- Born: 1938
Robert Grudin's books entertain thoughts on the philosophy of human liberty. His philosophical trilogy, Time and the Art of Living, The Grace of Great Things, and On Dialogue, examines questions of liberty and determinism in a variety of fields, with particular emphasis on psychology, politics, communications and creative endeavor. His fictional Book: A Novel was nominated for a Pulitzer Prize in 1972, and was that year's
Grudin's essays and reviews have appeared in the Encyclopaedia Britannica, the New York Times, the American Scholar, the Wall Steet Journal, and the Chronicle of Higher Education. A graduate of Harvard College, Grudin received his PhD in Comparative Literature from the University of California at Berkeley.
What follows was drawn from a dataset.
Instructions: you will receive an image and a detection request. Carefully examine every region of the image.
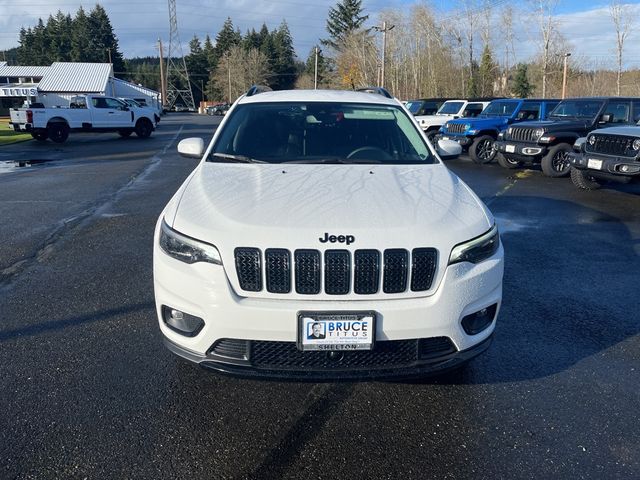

He was a Guggenheim Fellow in 1992-93 and, until 1998, was a professor of English at the University of Oregon.
He wrote a second novel, The Most Amazing Thing, in 2002.
Most Famous Works
- Book: A Novel (1992)
- Mighty Opposites: Shakespeare and Renaissance Contrariety (1979)
- Time and the Art of Living (1982)
- The Grace of Great Things: Creativity and Innovation (1990)
- On Dialogue (1996)
- The Most Amazing Thing (2002)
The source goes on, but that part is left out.